C’est au début des années quatre-vingt-dix que nous avons englouti une bonne partie de nos ressources dans la construction de la plus grande basilique du monde avant ou après celle du Vatican. Nous rêvions secrètement d’y voir débarquer des charters entiers de touristes. Force est de reconnaître que depuis plus de vingt ans, on n’en voit pas beaucoup. Nos réceptifs hôteliers sont désespérément vides et nous ne comprenons pas pourquoi.

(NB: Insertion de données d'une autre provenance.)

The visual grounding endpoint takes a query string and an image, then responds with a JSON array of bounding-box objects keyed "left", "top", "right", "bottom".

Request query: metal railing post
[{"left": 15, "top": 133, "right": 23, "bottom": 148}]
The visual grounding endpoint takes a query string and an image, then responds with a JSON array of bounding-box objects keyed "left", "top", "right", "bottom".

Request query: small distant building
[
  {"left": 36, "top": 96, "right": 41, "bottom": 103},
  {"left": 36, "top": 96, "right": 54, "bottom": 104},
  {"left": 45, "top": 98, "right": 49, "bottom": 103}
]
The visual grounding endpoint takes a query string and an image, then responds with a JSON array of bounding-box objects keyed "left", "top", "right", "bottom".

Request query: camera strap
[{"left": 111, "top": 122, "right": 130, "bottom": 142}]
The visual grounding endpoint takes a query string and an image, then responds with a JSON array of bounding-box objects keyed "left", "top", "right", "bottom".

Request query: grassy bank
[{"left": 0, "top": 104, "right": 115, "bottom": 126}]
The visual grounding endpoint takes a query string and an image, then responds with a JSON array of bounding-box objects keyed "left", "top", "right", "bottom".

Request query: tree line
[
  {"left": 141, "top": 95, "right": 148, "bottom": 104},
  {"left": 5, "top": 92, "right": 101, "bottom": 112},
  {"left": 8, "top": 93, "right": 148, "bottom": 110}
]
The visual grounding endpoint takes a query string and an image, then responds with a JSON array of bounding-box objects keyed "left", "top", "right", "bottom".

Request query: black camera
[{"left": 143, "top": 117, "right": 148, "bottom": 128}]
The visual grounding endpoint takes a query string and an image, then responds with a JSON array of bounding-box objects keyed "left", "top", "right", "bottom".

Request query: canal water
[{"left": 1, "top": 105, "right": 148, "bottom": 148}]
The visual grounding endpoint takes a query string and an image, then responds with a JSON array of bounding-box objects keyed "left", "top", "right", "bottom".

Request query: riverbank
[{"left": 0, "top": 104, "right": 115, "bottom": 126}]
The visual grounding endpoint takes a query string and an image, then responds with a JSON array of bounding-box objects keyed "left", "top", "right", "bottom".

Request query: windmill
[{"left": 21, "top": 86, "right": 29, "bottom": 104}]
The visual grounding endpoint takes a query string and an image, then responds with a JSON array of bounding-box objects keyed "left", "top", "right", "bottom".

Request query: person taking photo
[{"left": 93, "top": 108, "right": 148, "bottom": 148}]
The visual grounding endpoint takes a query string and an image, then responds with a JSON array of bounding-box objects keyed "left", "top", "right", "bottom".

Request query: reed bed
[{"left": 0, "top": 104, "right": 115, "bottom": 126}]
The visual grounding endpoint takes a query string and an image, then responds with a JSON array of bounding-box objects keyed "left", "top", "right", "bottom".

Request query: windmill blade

Finalement, que craignions-nous en instaurant nos visas aux Européens et Américains qui veulent venir chez nous ? Que craignons-nous toujours en les maintenant ? D’être envahis par des hordes d’Européens et d’Américains affamés qui chercheraient à venir nous piquer nos bananes braisées et notre attiéké ? Il faudrait que nous sachions ce que nous voulons. Quand on veut des touristes et des investisseurs pleins de devises, on ne met pas d’entraves à leur venue. Or, c’est ce que nous faisons. Dans un pays comme la Tunisie dont les ressortissants doivent obtenir des visas pour se rendre en Europe, les Européens peuvent y aller en présentant seulement une carte d’identité. Les Tunisiens n’ont pas cherché à appliquer la réciprocité. Ils ont compris que si les Européens n’avaient pas besoin d’eux dans leurs pays, eux par contre avaient besoin des Européens, et surtout de leur argent dans leur pays. Le résultat est que des millions de touristes défilent chaque année en Tunisie, en y laissant de substantielles devises. Tunis est à deux heures de Paris avec des billets d’avion qui ne coûtent pas cher. Abidjan, c’est à près de six heures, avec des billets d’avion qui coûtent les yeux de la tête. Si en plus, nous y ajoutons des visas qu’il faut trimer pour obtenir, ne soyons pas étonnés de ne pas voir beaucoup de touristes sur nos plages et autour de notre basilique. Même Dieu ne fera pas de miracle pour ça.